Arbeitssicherheit : Gewalt verhindern: Gemeinsam gegen Übergriffe

Viel zu oft erleben Beschäftigte Gewalt. Bei der Telekom stärken mehrere Teams das Sicherheitsgefühl – unter anderem ein Bedrohungsmanagement.

Es ist ein heißer Spätsommertag in Bonn. Im Meetingraum der Telekom-Zentrale ist es aber angenehm kühl. Und so kommt der Mitarbeiter nur sprichwörtlich ins Schwitzen, als ihn Dr. Claudia Brandkamp mit folgender Aufgabe konfrontiert: „Stell dir vor, ich bin deine Kollegin und möchte mit dir über einen Vorfall von sexueller Belästigung sprechen. Wie positionierst du die Stühle?“ Der Mitarbeiter schiebt die beiden Stühle ein wenig hin und her und platziert sie dann einander direkt gegenüber. „Viel zu nah“, urteilt Brandkamp. „Ich empfehle, bei so einem sensiblen Thema immer an einem Tisch und über Eck zu sitzen.“ Sonst bestehe die Gefahr, dass sich die Kollegin im Gespräch unwohl oder gar erneut sexuell belästigt fühle.

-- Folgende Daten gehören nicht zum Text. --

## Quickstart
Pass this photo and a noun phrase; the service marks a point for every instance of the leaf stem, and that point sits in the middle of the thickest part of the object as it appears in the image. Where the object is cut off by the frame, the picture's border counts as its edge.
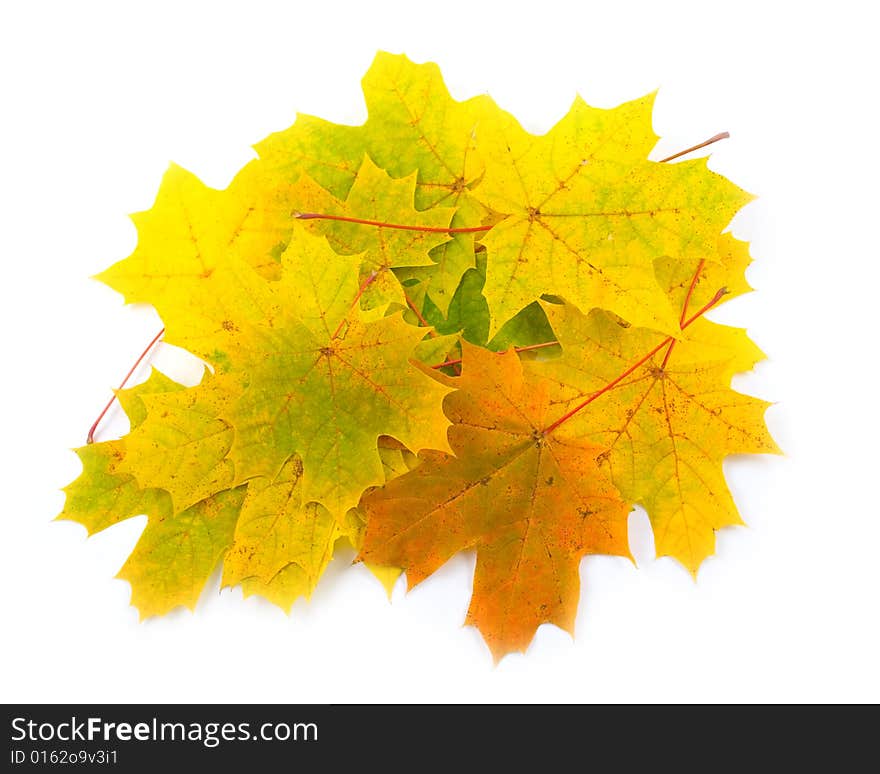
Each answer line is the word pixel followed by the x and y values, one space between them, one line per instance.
pixel 90 438
pixel 565 417
pixel 526 348
pixel 384 224
pixel 710 141
pixel 364 285
pixel 684 308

Rollenspiele sind ein fester Bestandteil der Workshops von Bedrohungsmanagerin Brandkamp, die sie regelmäßig für Beschäftigte der Telekom durchführt – und damit die Gewaltprävention vorantreibt. Das Bedrohungsmanagement wurde bereits im Jahr 2014 organisatorisch verankert. Das Konzept hatte eine Führungskraft in den USA kennengelernt. „Ziel ist es, einen angst- und gewaltfreien Arbeitsplatz zu schaffen, an dem sich alle sicher fühlen. Geht es den Menschen gut, geht es auch dem Unternehmen gut“, sagt Brandkamp.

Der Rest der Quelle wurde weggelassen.